Wednesday, December 19, 2012

Solutions?

Lillian resumed school yesterday afternoon.  I am taking her to yet a different school after school hours to meet privately with a teacher twice a week.  The room she is in is pretty small and the teacher assures me she is sanitizing the room to keep down the germ factor.  Lillian seemed comfortable with her new teacher and I liked her as well.

CVS offered us a very small settlement, which I accepted.  It's not even a slap on the wrist in my opinion, but I'm ready for it to be over.  Nothing that has happened has changed anything about their procedures or even led me to believe they even care.  Of course, it will be a few weeks before that is given to us and I will have paperwork to sign.  It became quite clear to me after my last talk with the manager that he is only going to defend his company...a company supposedly in the  business of serving people but really only caring about the money they make.  I should not be surprised that my daughter's life is not important to them.  Hard to keep a soft heart when things like this tend to make you want to shut down. 

She is all bound up in mucous again.  Lots of coughing and sneezing today.  Antibiotics on board...hopefully she won't get too bad this time. 

Sunday, December 16, 2012

Difficult time of year

Sometimes I wonder if I will always be so emotional around this time of year.  Does anyone else struggle right now?   I attribute it mostly to the fact that this was the time of year when our life changed so drastically.  It's like I'm on an emotional roller coaster that has no end.  I continually remind myself of all the good things that we experience and the fact that our Lillian is with us.  So much suffering as of late. 

The CVS saga drags on.  I contacted corporate CVS in regards to her overdose, rather I TRIED to contact corporate.  All I got was a customer service rep who promised a call from regional or district management in one business day.  That was on December 4th.  I emailed  them twice and still no response and I called again  on the 12th and get yet another phone call from the in store pharmacy manager.  I'm trying hard to continue to be civil, but on this last conversation he all but left me feeling like it was my fault that they filled her prescription wrong.  Really, it should not surprise me because A) it's not their child B) they only care about their business.  He informed me that the dose they gave her was not necessarily a dose that couldn't be ordered for her anyway. 

After seeing the pediatrician Friday, he told us that the dose and her age alone should have been a red flag to the pharmacist.  He said that dose was a sedation level dose and it was certainly the cause of all her excessive falls.
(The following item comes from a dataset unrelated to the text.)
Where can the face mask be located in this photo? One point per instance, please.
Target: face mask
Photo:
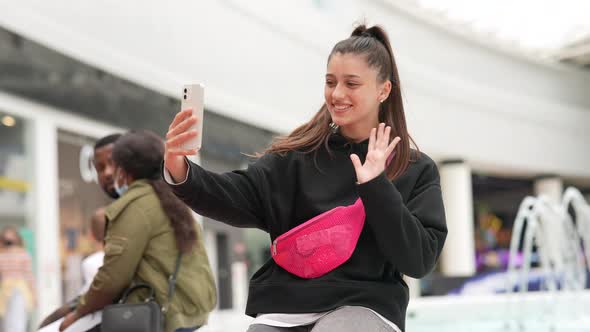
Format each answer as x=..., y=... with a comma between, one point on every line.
x=122, y=189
He also said that given her particular health history is was extra hard on Lillian. 

Mentally exhausted and in constant prayer for peace. 

Sunday, December 9, 2012

This week...

well, what can I say...it has been filled with awesome blessings.
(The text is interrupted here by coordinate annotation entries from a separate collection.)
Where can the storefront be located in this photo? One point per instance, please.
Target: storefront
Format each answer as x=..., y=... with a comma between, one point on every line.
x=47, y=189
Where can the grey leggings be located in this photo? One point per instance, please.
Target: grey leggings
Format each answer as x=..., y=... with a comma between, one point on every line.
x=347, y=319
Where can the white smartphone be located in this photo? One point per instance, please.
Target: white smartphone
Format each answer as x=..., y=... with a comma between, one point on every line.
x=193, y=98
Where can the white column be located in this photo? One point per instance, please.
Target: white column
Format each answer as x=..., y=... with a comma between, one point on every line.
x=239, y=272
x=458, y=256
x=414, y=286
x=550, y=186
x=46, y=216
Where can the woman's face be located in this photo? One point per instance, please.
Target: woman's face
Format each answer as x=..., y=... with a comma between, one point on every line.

 It has also been filled with a sick Lillian.  I got her antibiotic started later than I intended and by Wednesday night I was doing breathing treatments every three and a half hours through the night.  Dreadful.  She'd been on the meds by then for three days.  She was much better on Friday, but she's still got quite a lot of snot.  I have a couple nights in a row like that and my brain is just fried.  Her feedings weren't going well either.  Thank goodness she's trending up.